Neiman’s military career also took her to unique places and to foreign lands. She first joined the military almost 34 years ago when she lived in Atlanta.

“I had been out of nursing school for about five years looking for a way to give back. I didn’t know what to do,” she said.

Eventually, she began commuting from Atlanta to the Charleston AFB in South Carolina during peacetime. Because of her medical background, she was able to travel to Germany, Panama or other bases on the east coast.

When Desert Shield broke out in August 1990, she was attending her reserve weekend. Her determination quickly emerged because she insisted on going to the Middle East to serve her nation.

“I am going,” she said. “I never picked up a gun in my life, but I qualified as an expert.”

Within a month, she was in the United Arab Emirate. Once Desert Storm ended, she and her family moved to Nevada where she joined the Nevada Air National Guard, where she stayed for 12 years. Her first assignment was as chief nurse.
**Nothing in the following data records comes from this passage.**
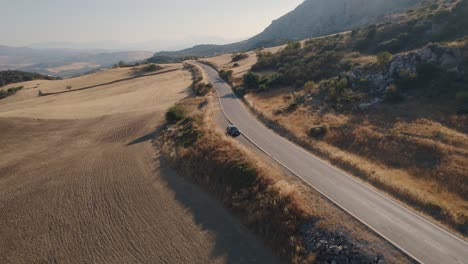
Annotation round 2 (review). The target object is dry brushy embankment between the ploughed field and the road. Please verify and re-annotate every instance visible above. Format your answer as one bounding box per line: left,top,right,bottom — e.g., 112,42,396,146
159,89,409,263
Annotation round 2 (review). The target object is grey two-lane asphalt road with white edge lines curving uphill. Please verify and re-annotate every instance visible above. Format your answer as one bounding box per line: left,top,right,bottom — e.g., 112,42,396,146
198,63,468,264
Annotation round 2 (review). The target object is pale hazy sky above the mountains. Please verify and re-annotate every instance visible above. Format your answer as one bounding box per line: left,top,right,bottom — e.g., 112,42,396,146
0,0,303,46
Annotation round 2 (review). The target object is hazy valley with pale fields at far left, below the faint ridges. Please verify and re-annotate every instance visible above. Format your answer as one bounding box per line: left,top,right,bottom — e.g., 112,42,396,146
0,46,153,77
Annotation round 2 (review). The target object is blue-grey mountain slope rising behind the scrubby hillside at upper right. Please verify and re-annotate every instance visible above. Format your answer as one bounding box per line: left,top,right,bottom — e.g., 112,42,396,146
155,0,422,57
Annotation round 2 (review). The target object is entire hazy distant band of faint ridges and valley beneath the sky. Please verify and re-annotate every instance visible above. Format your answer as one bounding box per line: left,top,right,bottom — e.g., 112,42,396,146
0,36,245,77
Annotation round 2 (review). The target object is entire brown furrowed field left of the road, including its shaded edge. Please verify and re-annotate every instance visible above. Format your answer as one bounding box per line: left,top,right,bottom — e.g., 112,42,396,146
0,65,276,263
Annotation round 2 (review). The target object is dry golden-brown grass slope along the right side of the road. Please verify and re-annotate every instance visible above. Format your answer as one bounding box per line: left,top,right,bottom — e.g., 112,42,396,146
204,36,468,235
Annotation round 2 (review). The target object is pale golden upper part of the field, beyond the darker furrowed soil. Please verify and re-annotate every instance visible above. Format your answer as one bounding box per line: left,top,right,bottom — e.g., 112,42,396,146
0,65,186,119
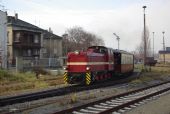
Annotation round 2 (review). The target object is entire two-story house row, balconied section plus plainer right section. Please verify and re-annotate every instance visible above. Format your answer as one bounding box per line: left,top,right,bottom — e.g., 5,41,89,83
7,14,62,67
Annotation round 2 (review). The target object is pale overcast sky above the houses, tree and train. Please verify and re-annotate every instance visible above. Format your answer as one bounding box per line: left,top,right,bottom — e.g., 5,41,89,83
0,0,170,51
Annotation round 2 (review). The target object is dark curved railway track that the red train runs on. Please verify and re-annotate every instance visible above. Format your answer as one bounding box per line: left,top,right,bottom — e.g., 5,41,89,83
0,71,138,107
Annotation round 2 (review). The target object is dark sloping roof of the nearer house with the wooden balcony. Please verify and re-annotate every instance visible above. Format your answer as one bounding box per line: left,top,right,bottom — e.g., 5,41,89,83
8,16,42,30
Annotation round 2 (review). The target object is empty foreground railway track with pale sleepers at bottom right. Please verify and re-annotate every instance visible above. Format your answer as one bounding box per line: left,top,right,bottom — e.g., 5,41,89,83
53,81,170,114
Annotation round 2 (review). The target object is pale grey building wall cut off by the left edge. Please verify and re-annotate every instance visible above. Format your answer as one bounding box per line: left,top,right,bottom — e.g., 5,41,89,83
0,10,7,68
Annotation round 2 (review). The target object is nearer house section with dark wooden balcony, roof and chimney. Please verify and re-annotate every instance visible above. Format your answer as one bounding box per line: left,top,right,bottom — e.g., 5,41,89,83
7,14,42,66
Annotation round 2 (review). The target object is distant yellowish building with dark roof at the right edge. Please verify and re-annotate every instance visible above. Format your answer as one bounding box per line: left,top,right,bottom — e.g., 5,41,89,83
159,47,170,63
During her final eight years in the military, Neiman drilled at Travis Air Force Base 30 miles west of Sacramento where she eventually earned a promotion to colonel.

“For eight years, I commuted back and forth (over the Sierra) through weather, construction and traffic,” she added.

Yet, one thing in common these ladies still have is their commitment to duty and their country. If they had an opportunity to relive their lives, each one said they would not have changed it. For these four women, they said it was an honor to put on the uniform and serve, both in peacetime and during war.